2007年11月2日 14時55分 | カテゴリー: 活動報告

目的合致を評価の基本にすえる

先日、市の企画部が、三重県の行政改革を支援してきたJMAC構造改革推進セクターの星野芳昭氏を講師に招いて、議員が1日、行政評価制度の全体像を理解し、実際に市の施策や事務事業を評価してみるという研修が行われました。朝9時から夕方5時まで、ひとつのテーブルを、会派に関係なくグループ分けされた議員が向き合い話し合う、という形ですすめられました。私にとっては、あっという間の時間でした。
コンサルタント会社JMACの支援の特長は、評価結果を予算編成や定員適正化、人事評価に連動させ、実際に組織の動きが変わるまで、しつこく徹底するところにあるとのこと。つまり評価を、行政の抜本的改革につなげていくということです。
この日、私たちが評価すべく与えられた施策は、「高齢者の自立の支援」。その中の事業である「高齢者食事サービス」でした。

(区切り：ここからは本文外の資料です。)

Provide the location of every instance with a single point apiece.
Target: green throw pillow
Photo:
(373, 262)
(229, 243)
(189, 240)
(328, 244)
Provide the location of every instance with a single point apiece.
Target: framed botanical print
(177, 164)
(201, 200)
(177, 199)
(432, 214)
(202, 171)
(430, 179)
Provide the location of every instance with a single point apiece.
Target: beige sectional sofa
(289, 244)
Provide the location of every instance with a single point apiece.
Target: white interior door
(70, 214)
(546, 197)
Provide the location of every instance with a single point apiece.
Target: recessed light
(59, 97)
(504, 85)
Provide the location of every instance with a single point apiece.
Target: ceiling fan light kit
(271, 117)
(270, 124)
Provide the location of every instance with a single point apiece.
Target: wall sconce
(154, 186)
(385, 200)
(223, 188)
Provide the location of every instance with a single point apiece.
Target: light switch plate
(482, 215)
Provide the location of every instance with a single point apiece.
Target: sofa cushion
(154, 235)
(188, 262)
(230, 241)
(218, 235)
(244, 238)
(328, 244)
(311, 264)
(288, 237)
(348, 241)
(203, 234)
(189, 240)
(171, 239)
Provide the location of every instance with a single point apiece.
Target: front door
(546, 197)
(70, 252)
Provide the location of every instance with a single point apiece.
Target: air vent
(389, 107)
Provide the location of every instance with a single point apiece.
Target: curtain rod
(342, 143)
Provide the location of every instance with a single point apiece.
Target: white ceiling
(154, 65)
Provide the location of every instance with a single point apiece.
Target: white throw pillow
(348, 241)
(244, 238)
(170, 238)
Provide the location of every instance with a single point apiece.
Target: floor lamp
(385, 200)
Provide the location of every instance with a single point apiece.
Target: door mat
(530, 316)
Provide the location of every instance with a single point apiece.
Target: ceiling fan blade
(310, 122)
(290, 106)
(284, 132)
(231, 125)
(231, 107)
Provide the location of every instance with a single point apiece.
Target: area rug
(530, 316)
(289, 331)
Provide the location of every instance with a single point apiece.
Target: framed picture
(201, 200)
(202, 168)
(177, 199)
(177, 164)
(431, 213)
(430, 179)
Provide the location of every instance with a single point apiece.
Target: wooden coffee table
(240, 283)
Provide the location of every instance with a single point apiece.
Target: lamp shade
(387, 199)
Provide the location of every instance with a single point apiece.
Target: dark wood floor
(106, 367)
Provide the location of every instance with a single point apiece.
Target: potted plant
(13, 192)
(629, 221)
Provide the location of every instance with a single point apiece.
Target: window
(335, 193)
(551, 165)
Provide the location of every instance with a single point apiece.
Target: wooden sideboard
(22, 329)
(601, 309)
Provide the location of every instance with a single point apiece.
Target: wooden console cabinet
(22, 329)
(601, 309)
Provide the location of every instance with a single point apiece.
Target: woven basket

● 高齢者自立支援 全52事業 約34億円(人件費含む)
● 高齢者食事サービス(07年度見込み) 379人 4367万円(本人負担300円、市負担700円) 今年4月から「都の支出金」がなくなり、市の一般財源から全額支出
施策目的:住み慣れた地域で生きがいを持って、安心して住み続ける
事業対象:65歳以上の高齢者、一人暮らし又はこれに準ずる者、日常の買い物、炊事に支障や困難がある人
事業意図:高齢者の見守り・緊急時の早期発見・健康維持

現在、国立市では、2事業者(高橋料理研究所と社会法人弥生会)が請け負い、年間約53000食を配達しています。対象者379名は全高齢者の2.9%に当たり、意外に少ないと思いました。市の補助額700円は近隣市の中でもダントツに高く、4300万余りの経費は多いように思います。実態を基に、個別検討していった上で、改めて、この事業が「意図」を達成しているかを見ていきます。さらに「施策目的」の高齢者の自立を促しているかに立ち戻って考えてみることが課題となります。
私たちは、平均2〜3回の配食では緊急時の早期発見にはならないだろう、と話し合いました。また、これが本当に自立支援につながっているか、見直しが必要との結論に達しました。コスト面でも、本人負担と市負担割合の検討も課題と考えました。